The California senator carried that theme throughout her remarks, carefully toggling between policy-oriented points that the Biden campaign has promoted for months and more sweeping personal observations about what she views as Trump’s presidential deficiencies.
“He’s the president of the United States, and it’s not supposed to be about him,” she said, not-so-subtly alluding to Trump’s tendency to turn the country’s attention towards his own personal fixations. Staring straight into the small, socially-distanced group of reporters gathered at George Washington University, she said that the president displayed a “reckless disregard for the well-being of the American people,” deliberately using a line of legal jargon in a nod to her prosecutorial background.
“Donald Trump’s incompetence is nothing new,” she said. “That has always been on full display, but in January of this year it became deadly.”
Leading up to her moment on stage, the senator’s address was billed as an official campaign event, which also marked her first solo anti-Trump speech after being selected as vice presidential nominee in August. The pre-written remarks reflected a similar style to what she offered in her first shared appearance with Biden in Wilmington, Delaware earlier in August, where she also heavily criticized Trump’s response to coronavirus.
Harris has quickly risen to become Biden’s highest profile surrogate on the virtual campaign trail, and, occasionally, in person as both members of the Democratic ticket start to cautiously resume more typical election events.
She has also been a relatively permanent fixture throughout the first three days of the Republican National Convention, where speakers dipped in and out of mentioning her alongside Biden as the wrong choice for the country. In turn, Harris provided commentary from the sidelines, primarily tweeting short rebuttals to factual inaccuracies that piled up during the event.

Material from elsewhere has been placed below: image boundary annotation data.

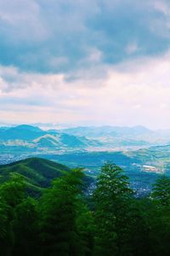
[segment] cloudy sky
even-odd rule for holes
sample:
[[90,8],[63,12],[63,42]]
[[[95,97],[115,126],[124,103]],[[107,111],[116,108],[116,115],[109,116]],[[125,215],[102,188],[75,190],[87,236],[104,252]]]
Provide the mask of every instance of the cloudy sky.
[[0,123],[170,128],[169,0],[0,0]]

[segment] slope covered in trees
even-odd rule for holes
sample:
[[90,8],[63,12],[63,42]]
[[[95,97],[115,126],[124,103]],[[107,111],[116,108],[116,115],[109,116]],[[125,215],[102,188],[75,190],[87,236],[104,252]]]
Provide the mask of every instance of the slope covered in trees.
[[82,169],[65,167],[38,199],[28,195],[20,175],[2,183],[0,254],[169,255],[169,177],[161,177],[149,197],[137,199],[113,164],[102,167],[92,195],[83,193],[83,176]]

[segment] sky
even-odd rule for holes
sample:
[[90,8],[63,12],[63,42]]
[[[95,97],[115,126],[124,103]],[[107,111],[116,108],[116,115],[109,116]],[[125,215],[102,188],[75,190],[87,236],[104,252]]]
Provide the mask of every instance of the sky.
[[0,123],[169,129],[169,0],[0,0]]

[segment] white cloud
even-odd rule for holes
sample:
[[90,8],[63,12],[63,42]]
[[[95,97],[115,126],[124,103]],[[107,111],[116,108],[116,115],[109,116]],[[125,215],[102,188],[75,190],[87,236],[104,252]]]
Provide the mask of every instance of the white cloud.
[[24,73],[1,67],[2,121],[23,122],[26,116],[26,122],[170,127],[169,54],[104,68],[107,75],[99,80],[98,74],[84,79],[82,73],[66,81],[62,73]]

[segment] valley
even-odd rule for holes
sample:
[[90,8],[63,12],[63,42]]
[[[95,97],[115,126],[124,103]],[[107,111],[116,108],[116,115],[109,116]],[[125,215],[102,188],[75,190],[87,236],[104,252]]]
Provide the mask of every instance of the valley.
[[121,166],[139,195],[147,194],[158,176],[170,174],[168,133],[144,127],[77,127],[44,131],[32,125],[0,129],[0,164],[41,157],[81,166],[96,177],[105,162]]

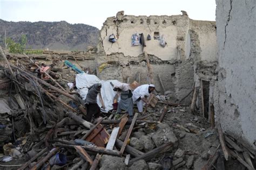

On Wednesday, when Vice President Mike Pence offered his full-fledged backing of the president’s credentials and character to a maskless audience at Fort McHenry, Harris sought to present the Biden-Harris view of Trump as the opposite. “Let’s be clear where Trump and Pence got us: millions out of work, students across our nation who cannot go back to school, and 180,000 lives cut short by coronavirus,” she wrote on Twitter.
The following day, she returned to that message, adding more personal criticisms of Trump.
“You don't get a second chance at getting it right,” Harris said. “Well, President Trump, he got it wrong from the beginning. And then he got it wrong again and again. And the consequences have been catastrophic.”